By John Jay Powers
Jack Powers is an inmate in the federal Bureau of Prisons convicted of bank robbery and escaping from prison. He spent more than a decade in extreme isolation at the ADX, where he amputated his fingers, earlobes, a testicle, and scrotum. He has tried several times to commit suicide. “The world outside is like another planet,” he wrote from ADX. “I feel like I am trapped within a disease.” Powers is a plaintiff in a civil rights lawsuit against the federal government regarding its use of long-term solitary confinement for the mentally ill.S.G.
After 12 long, hard years at the ADX Control Unit Supermax Prison in Florence, Colorado, I’m finally out and among the living. Oh, I’m not on the streets. I’m here among the general population of a federal penitentiary in the dry and dusty desert of Tucson, Arizona.
For a guy who has lived alone in a cement box for more than a decade, the transfer here was really something. First, there was a bus and then an air service called “Con-Air” – big passenger jets flown around the U.S. by the Marshalls Service. I had the opportunity to speak with other prisoners and see a couple of cities both from land and air. It was a trip for me, for sure.
When we pulled up at the pen, I was all prepared to go straight to the segregation where, once again, I’d be put into solitary confinement. Instead, a number of prison officials met me inside the door and told me that I’d be going directly into the population – into the best unit, in fact, where I’d have a single cell.

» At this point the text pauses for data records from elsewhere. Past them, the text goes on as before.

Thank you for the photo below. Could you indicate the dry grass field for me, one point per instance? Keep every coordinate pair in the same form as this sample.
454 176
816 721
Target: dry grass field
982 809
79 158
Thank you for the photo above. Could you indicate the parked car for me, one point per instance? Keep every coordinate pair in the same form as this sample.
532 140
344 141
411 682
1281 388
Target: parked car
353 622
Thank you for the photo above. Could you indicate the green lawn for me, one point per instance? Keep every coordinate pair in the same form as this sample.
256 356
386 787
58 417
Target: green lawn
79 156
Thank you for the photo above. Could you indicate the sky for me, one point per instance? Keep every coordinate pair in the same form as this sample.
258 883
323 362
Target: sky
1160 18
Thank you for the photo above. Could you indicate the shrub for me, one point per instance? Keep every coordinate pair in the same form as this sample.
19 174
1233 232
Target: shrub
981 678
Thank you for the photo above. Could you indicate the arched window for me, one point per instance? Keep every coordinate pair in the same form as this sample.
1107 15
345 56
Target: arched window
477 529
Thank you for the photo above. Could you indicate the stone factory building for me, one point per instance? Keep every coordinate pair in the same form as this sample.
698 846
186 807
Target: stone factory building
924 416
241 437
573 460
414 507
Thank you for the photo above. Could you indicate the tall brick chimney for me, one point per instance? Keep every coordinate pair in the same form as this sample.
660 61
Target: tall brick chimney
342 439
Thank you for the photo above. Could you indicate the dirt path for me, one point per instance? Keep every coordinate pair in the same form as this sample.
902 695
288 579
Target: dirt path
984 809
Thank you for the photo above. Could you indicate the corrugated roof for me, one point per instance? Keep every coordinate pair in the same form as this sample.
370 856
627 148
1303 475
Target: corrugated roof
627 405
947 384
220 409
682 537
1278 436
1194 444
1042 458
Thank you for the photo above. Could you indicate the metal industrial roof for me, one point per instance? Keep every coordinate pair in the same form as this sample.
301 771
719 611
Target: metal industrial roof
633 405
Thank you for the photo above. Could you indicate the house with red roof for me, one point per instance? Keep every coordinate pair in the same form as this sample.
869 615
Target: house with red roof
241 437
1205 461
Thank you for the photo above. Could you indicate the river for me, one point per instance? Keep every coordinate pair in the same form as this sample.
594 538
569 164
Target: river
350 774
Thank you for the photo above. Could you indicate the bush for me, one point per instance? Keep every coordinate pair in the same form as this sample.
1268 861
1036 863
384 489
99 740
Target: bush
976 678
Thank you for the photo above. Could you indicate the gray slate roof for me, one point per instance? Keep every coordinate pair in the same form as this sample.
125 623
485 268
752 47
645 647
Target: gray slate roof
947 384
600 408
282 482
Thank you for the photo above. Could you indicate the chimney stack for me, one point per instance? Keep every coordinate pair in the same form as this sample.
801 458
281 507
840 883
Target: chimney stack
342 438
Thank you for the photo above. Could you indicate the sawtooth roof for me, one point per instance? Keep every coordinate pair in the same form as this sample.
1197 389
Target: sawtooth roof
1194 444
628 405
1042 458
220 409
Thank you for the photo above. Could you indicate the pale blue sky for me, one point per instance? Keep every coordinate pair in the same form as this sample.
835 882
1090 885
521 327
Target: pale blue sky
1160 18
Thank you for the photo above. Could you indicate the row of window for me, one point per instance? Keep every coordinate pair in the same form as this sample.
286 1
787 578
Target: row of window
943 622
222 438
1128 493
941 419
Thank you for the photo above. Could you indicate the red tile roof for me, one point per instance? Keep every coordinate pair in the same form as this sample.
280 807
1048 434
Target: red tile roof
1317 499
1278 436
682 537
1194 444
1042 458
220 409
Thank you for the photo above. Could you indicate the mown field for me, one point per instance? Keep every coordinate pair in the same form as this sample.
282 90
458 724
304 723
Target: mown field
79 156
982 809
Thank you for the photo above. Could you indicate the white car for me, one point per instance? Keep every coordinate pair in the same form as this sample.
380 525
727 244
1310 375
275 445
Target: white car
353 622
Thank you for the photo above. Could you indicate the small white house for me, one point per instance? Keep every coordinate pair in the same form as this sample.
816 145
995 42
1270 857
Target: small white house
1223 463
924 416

I was so shocked by this turnaround that I began to shed tears.
After being alone in a tiny space for so many years, I had adjusted to a kind of self-sufficiency. My eyes had adjusted to seeing things only up close. To be trusted to be around other people without handcuffs, leg irons, and belly chains was incredible. I kept waiting for someone to tell me to place my hands behind my back and turn around. But nobody did. Suddenly, I was a regular prisoner in a regular prison. To most people I figure may be reading this, I realize it may not sound like a great fortune. But to me, it’s big luck to be back among the living.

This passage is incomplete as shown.